The freeway cuts through neighborhoods near the airport. A new study shows links between air pollution and redlining.

Reed Saxon/AP

A new study has found that neighborhoods that were redlined in the 1930s have higher levels of air pollution decades later.

The authors looked at air quality data from 202 US cities and found a correlation between pollution levels and redlining. Their study was published in a journal.

After the Great Depression, redlining was used by the federal government to keep Black and immigrant areas out of the mortgage market. Neighborhoods were categorized into A, best, to D, for hazardous, and colored in red.

The neighborhoods that were redlined by the Home Owners Loan Corporation have worse air quality than those that were graded either A or B, according to one of the paper.

Nitrogen dioxide is a gas associated with vehicular exhaust and industrial facilities, and tiny particles known as PM 2.5. The Clean Air Act regulates them.

We see a clear association between how these maps were drawn in the 30s and the air pollution disparity today, according to one of the paper's authors.

Smokestacks near an oil refinery can be seen in front of the Utah State Capitol. Thousands of Americans are killed by the air we breathe each year.

Rick Bowmer/AP

The study by researchers at UC Berkeley and the University of Washington analyzes air pollution and redlining at the national level. Other studies have shown the negative effects of redlining. NPR has previously reported that historically redlined neighborhoods are hotter in the summer and residents have a range of health issues.
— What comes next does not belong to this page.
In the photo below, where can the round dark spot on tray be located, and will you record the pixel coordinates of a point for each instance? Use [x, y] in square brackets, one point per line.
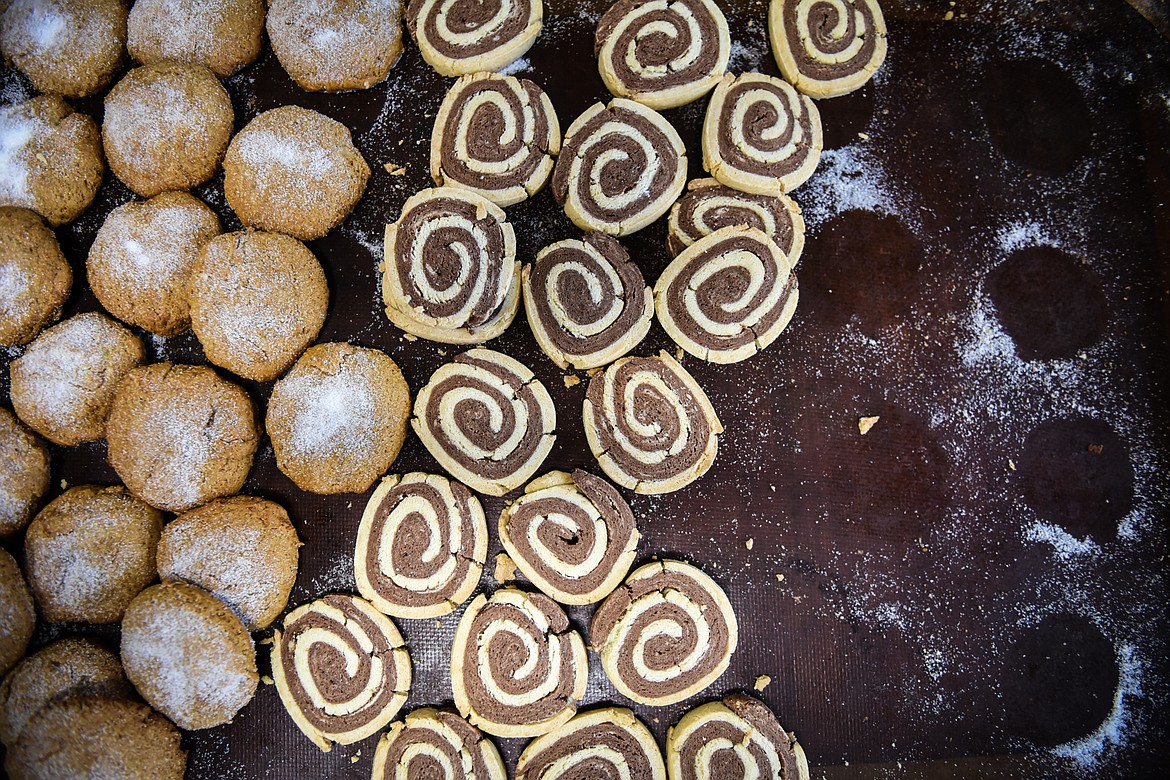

The places with the lowest grades were the places where minorities and immigrants lived. The language on the maps was pointedly racist, with comments about the "heterogeneity" of the neighborhood leading to a lower grade.

Environmental factors are intertwined with power and race. A lower grade would be given to a neighborhood if it already had industrial uses.

More hazardous facilities were allowed to locate in the same neighborhoods because of the federal maps and grades. People of color at every income level in the U.S. are exposed to higher-than-average levels of air pollution.

The researchers found that race is a factor affecting air quality. People of color were more affected by air pollution in 2010 than they were in 2009.

The only thing that is driving the racial and ethnic disparity is air pollution.

There are several reasons for that. White people living in a formerly redlined area might live in a part of the neighborhood that is further away from the highway than the rest of the neighborhood. The places that are more polluted may have more people of color living in them.

The El Porto neighborhood of Manhattan Beach, Calif., is in the foreground of a picture of the Standard Oil Refinery.

Reed Saxon/AP

Air pollution kills thousands of Americans every year. Nitrogen dioxide pollution can cause asthma, heart attacks, strokes, and lung cancer.

The air quality in neighborhoods is different. The D- grade neighborhoods on average experience 50% more pollution than the A- grade neighborhoods. It is more than double in some cities.

We know that these air pollutants have adverse health consequences and that they have consequences for community health.

She says that the solution to improve the average air quality cannot be just improving the emission sources.

Morello-Frosch says that we need to address the persistence of inequalities and exposure to air pollution by race.

She says that future strategies need to take a targeted approach to narrow the racialized air quality gap.